Absolutely. For me it was it was the simple things as well. Um clean sheets every Tuesday, constant hot water and your own bed space. You know, by army law there's a certain amount of area that you get. You get your own locker, you get you know, the whole... Baths, showers... I used to undo the nozzle on the shower so it just used to come down as a as a complete sort of lot of water and uh get one of those fold away plastic chairs and just sit there for an hour.
Presenter asks
5:39When [the young boy herding goats] did see you, should you not have killed him?

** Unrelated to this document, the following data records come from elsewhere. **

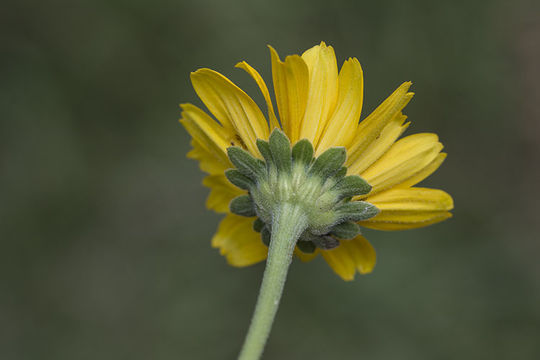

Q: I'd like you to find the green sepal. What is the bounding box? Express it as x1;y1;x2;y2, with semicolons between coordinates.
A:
309;147;346;180
253;218;265;233
268;129;292;172
256;139;273;167
296;240;316;253
334;166;348;180
335;201;379;222
313;236;340;250
291;139;314;165
330;221;361;239
332;175;372;199
261;226;271;246
225;169;255;190
229;195;256;217
227;146;265;178
256;159;267;171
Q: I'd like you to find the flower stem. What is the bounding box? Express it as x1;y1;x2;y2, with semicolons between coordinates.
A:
238;203;308;360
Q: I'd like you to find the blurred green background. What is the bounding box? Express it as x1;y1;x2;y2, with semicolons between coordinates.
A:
2;0;539;359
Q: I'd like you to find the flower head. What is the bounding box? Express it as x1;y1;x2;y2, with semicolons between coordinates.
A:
180;42;453;280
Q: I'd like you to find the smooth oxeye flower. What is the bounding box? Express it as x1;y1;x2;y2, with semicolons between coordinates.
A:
180;42;453;360
180;42;453;280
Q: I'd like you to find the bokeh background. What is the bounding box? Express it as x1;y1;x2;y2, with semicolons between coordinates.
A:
2;0;539;359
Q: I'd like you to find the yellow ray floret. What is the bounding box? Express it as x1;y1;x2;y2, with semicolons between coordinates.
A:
190;69;269;155
317;57;364;154
203;174;244;213
299;42;339;147
211;214;268;267
186;140;229;175
235;61;280;131
346;82;414;174
360;133;444;195
320;235;376;280
361;187;453;230
268;45;309;143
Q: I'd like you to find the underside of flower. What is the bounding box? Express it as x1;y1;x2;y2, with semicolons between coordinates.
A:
226;128;379;252
179;42;455;360
179;42;454;281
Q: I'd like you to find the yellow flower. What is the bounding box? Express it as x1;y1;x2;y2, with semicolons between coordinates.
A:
180;42;453;281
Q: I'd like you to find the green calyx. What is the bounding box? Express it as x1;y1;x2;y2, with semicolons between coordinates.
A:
226;129;379;252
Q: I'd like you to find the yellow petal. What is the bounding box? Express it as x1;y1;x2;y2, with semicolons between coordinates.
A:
395;153;447;189
317;57;364;153
187;139;230;175
360;133;443;196
269;45;309;142
300;42;339;148
235;61;280;130
341;235;377;275
179;103;233;165
361;187;454;230
190;69;269;155
321;246;355;281
321;235;376;281
294;248;319;262
203;174;244;213
347;114;409;176
211;214;268;267
347;82;413;166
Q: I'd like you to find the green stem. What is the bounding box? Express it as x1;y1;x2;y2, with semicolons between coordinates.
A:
238;203;308;360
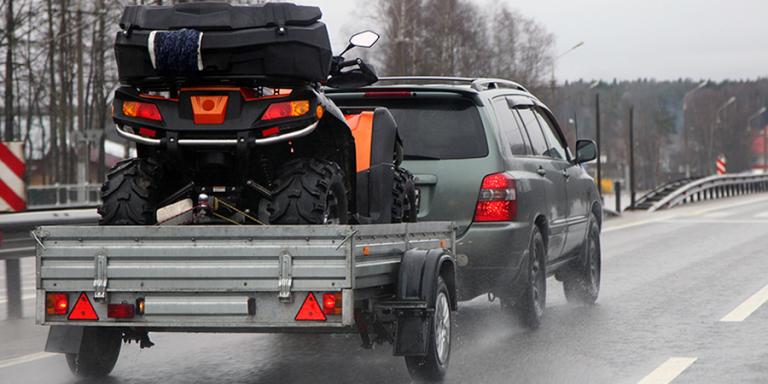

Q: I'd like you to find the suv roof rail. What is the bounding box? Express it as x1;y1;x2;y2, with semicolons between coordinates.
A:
470;78;529;93
376;76;528;93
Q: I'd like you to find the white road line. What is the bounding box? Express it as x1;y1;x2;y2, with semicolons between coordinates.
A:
638;357;697;384
755;210;768;218
701;211;731;218
0;352;56;369
720;284;768;322
661;219;768;224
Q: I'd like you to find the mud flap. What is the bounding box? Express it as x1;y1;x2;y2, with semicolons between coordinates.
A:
44;326;84;354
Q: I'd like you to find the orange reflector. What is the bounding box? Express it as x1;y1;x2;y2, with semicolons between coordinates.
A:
68;292;98;321
262;100;310;121
191;95;229;125
295;293;326;321
46;293;68;315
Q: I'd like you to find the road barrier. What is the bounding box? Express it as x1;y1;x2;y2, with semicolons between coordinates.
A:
26;184;101;210
649;173;768;212
0;208;99;319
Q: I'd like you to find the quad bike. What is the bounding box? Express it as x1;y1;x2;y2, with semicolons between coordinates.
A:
102;2;417;226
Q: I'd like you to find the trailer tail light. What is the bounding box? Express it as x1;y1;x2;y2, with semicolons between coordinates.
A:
68;293;99;321
107;303;135;319
295;293;326;321
474;173;517;222
262;100;310;121
322;293;342;316
46;293;68;315
122;101;162;122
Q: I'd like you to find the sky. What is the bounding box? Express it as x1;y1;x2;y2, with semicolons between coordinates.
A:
299;0;768;82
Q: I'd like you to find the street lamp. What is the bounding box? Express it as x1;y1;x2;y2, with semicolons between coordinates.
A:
550;42;585;103
682;80;709;177
709;96;736;173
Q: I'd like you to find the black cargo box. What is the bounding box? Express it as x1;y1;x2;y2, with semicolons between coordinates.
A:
114;2;332;86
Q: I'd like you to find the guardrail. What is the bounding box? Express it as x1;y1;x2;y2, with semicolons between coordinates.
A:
1;209;99;319
649;173;768;212
27;184;101;210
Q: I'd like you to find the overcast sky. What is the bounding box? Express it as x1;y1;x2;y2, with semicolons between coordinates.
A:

No, it doesn't it doesn't work like that. It's um you can look at it in two ways. You can look at it from the the moral point which one of the patrol members, Dinger, put it right, he says, Well, we're the special S or it's the SAS as opposed to the S S. But actually if you look at it from a tactical point of view, um if you shoot him, you you give away your position anyway... if you kill him, what happens is that everything we take in on an operation we take out because you might have to go back there again. So we would literally have a dead weight to take with us.
Presenter asks
7:09What part does fear play in all of this? Is there time and space for it?

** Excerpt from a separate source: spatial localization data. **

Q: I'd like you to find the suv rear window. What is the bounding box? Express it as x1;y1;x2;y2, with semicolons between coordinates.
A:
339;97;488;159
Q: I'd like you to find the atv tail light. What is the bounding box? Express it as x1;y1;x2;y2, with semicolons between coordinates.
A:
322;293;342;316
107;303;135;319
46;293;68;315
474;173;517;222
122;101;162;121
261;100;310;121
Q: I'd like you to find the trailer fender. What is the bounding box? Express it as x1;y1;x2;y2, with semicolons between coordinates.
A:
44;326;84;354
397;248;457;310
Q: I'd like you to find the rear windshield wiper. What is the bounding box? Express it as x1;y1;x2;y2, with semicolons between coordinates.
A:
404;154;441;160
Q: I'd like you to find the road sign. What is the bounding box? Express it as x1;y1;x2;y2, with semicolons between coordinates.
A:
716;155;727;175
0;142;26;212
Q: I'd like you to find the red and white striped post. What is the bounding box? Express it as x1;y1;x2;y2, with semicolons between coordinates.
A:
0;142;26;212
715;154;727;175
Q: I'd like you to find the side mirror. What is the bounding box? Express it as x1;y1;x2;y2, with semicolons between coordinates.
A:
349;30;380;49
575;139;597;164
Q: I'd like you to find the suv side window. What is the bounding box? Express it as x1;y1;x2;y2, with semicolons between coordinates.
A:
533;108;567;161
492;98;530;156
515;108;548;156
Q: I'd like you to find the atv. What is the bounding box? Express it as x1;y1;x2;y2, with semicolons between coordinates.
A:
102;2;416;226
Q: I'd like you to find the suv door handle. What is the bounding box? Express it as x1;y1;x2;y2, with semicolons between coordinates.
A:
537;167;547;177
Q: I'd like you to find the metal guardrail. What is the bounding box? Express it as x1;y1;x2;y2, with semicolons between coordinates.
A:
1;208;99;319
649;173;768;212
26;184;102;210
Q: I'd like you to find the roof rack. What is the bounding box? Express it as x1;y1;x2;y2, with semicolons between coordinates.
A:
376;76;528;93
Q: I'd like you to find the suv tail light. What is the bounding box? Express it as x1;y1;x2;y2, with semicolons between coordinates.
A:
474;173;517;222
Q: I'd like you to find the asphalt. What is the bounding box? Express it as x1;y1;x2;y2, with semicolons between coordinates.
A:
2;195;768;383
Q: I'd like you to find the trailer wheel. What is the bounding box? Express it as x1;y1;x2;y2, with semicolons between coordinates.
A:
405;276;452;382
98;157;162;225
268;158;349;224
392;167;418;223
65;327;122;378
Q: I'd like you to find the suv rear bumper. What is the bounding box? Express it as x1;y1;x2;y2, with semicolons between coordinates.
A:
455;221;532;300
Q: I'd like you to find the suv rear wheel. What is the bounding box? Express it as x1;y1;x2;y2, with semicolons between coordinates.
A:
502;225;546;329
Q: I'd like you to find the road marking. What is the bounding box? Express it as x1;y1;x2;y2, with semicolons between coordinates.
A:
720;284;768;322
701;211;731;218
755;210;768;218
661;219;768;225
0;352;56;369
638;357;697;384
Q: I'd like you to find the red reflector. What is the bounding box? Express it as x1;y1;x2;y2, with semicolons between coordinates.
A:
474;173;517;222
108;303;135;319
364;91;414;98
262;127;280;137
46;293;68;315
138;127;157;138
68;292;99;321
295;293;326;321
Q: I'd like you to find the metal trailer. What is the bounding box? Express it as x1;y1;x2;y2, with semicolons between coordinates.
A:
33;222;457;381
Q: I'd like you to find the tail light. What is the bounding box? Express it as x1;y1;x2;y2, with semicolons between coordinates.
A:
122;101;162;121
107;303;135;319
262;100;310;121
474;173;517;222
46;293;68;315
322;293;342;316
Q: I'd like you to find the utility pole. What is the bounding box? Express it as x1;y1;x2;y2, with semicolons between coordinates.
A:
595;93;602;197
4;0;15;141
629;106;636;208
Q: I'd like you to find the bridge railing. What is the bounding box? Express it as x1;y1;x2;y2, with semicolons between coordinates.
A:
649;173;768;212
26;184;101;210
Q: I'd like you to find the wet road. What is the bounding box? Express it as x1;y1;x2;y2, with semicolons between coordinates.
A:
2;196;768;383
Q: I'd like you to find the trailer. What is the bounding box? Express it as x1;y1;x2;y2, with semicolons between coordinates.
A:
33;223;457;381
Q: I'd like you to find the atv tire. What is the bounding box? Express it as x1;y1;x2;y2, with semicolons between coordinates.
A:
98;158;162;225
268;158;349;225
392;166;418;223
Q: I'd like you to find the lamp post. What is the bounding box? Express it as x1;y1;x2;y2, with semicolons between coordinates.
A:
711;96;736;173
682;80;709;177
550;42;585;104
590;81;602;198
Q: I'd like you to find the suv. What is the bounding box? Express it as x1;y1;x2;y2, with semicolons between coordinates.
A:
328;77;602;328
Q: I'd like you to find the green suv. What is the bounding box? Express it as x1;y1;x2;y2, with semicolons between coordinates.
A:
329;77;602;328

Yeah, very much so. And it it's a it's an important component. Everybody is scared. They say they're not scared, they're liars or they're mentally deficient and they shouldn't be doing that job anyway. But the things that get you over the fear is being a professional soldier. So there's your experience, your training and certainly the knowledge of, you know, you know your own capabilities and even more importantly the capabilities of the enemy.
Presenter asks
9:30How does that make you react then when you've heard more recently about these accounts of American cruelty to Iraqi prisoners in Abu Ghraib?

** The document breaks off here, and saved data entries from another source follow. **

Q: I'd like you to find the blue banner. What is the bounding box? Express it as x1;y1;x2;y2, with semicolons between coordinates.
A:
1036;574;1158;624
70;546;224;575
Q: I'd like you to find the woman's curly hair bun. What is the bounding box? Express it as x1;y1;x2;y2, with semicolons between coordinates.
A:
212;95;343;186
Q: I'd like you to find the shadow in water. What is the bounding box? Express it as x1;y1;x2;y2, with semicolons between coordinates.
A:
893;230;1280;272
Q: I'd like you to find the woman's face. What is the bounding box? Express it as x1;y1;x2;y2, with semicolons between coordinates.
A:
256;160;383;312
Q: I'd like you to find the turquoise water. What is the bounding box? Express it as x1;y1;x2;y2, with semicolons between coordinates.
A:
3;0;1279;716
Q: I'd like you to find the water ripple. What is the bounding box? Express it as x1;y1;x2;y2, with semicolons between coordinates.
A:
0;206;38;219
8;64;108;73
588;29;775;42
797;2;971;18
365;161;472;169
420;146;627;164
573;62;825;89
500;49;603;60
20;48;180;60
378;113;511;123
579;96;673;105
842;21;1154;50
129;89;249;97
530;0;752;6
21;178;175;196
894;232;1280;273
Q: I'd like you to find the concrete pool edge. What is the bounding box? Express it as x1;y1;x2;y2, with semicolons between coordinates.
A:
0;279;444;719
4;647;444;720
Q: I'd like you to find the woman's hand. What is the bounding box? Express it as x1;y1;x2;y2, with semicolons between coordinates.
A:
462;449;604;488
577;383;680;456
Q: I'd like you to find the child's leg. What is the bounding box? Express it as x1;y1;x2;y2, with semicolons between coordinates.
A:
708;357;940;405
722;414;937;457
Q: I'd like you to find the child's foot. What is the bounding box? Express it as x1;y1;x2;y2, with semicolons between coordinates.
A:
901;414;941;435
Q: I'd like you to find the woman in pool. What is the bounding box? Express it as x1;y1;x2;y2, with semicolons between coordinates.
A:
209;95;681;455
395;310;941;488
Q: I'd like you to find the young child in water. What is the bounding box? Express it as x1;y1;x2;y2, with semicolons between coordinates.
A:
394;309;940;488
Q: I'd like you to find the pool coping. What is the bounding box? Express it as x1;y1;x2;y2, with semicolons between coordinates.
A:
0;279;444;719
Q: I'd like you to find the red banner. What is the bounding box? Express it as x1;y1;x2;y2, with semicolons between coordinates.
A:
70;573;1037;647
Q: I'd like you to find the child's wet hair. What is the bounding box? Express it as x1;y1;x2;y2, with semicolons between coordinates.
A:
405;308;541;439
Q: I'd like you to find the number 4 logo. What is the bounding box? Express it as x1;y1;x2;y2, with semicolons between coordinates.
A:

Well, the same as everybody else. I think that if you're going into a situation like that, you've got to be better than uh the people that you're replacing because otherwise you lose credibility. And that is what's happened. These... Images have become the the the militant's best recruiting campaign ever and uh it just becomes totally counterproductive.
“If you've got the aptitude to do those things and to learn and to blend into environments, which normally it's sort of the people like myself who've come from sort of housing stakes or whatever found quite easy, they can fill you up with all the the information you need and the skills to actually do your job, but blend in.”
“Everybody is scared. They say they're not scared, they're liars or they're mentally deficient and they shouldn't be doing that job anyway.”
“I think any profession that you get in, you want you want to sort of achieve the the the the highest level. It is all about proving yourself. No one pushes you because the argument is is well, if you're not pushing yourself, you don't really want to be here.”